Imagine. An alternate history where Microsoft leads with the benefits of the Xbox One’s ‘DRM’ policy instead of cowering behind ‘explain at a later date’ or, worse, drip-feeding confusing, conflicting morsels as scare mongering headlines waiting to happen.
Imagine. An alternate dimension in which Don Mattrick slides across the stage in the manner we’ve grown accustomed to.
“‘Imagine a world where you are always online,” he says. “Imagine a world where you can share the video games you buy with ten of your friends. A world where you can share experiences across the globe, a world where you have instant access to your games no matter where you are. Imagine that.
“Imagine a world where your games don’t clog up space on your shelves and drawers. A world where you have instant access to a grand catalogue of the games you bought at the click of a button. One click. Imagine that.”
“Ladies and gentlemen… introducing the Xbox One.”
Today Microsoft announced a complete about turn on many of its policies regarding used games and DRM. Gone is the need to connect your Xbox One every 24 hours, gone are the limitations on trading games.
“It will work just as it does today on Xbox 360,” read Don Mattrick’s post.
Just as it does today. Today. Right now. In the present we can understand. The present we’re comfortable with.
What have we lost? What impact will today’s decision have on the video games we play tomorrow? On the prices we’ll pay for those video games? On the ease of accessibility to those games.
The first and perhaps biggest loss is the ability for consumers to share games with up to 10 pre-selected people on our friends list. It’s a massive loss. When I call my brother in Scotland we talk about games. It’s all we talk about. That ability for us to share those experiences, using the benefits of a forward thinking system is gone. Incredibly, we’ll have to leave the game disc in the tray if we want to play it.
It works. Just as it does today on Xbox 360.
What have we lost? The potential for a cheaper, Steam like eco-system on the Xbox One? Maybe, maybe not. I’m not sure if always on would have resulted in a better deal for the consumer but now we’ll never know. Microsoft didn’t make mention of cheaper games as a result of its DRM, but it was a possibility. That possibility has now evaporated. Now we know nothing will change.
Nothing will change. It will work. Just as it does today.
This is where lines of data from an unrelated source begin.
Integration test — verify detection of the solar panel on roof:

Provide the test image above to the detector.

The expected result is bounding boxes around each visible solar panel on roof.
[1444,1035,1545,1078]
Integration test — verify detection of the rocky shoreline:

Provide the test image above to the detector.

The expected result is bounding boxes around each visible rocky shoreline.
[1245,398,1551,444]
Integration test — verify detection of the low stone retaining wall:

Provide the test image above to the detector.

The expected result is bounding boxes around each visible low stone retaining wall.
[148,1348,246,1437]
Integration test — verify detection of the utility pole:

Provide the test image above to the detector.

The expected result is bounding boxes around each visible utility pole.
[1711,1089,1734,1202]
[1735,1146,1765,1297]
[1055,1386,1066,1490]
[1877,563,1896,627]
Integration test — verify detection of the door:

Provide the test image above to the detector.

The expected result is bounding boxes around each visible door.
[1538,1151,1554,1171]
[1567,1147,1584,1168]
At E3, behind closed doors, talking to people involved with the Xbox One, the pieces began falling into place. Always on. Cloud backed processing. Sharing games with friends. The vision that Microsoft was so terrified of sharing began to make sense. This was a console built for a different kind of future, a console that would have teething problems, undoubtedly, but would give the consumer power in the end. I’m now in mourning for what has been lost: the ability to easily share my games with my brother who lives thousands of miles away in Scotland. Easy access to my games installed on a hard drive I can easily access from the comfort of my couch. There was a vision behind the Xbox One, but that vision has been compromised.
Something something Henry Ford. Something something faster horse.
The undoubted positive from the whole situation has been the overwhelming, monstrous power of the consumer. Watching that show of force humble a major corporation like Microsoft has been beautiful, regardless of whether that force has been misapplied. It’s not our fault. We were working with what we’d been given.
No, the fault here lies with Microsoft. Have we ever, ever in the history of the video games industry, seen such a tremendous, catastrophic mismanagement of public relations? It is my humble opinion that the Xbox One is worse off today than it was yesterday. You may disagree with that assessment but the one thing we can agree on is this: Microsoft colossally screwed up its messaging with regards to the Xbox One. It cowered in fear when it should have led with the benefits. When it should have been beaming with pride, it acted like it had something to hide. Now we’re all going to suffer.
In an alternate dimension Don Mattrick slides across the stage. He beams with pride at the future proof device he has just unveiled.
In our reality Microsoft has been humbled and broken and the Xbox One works. Just as it does today, just as it did when the Xbox 360 was released almost eight years ago. We won. But what have we lost?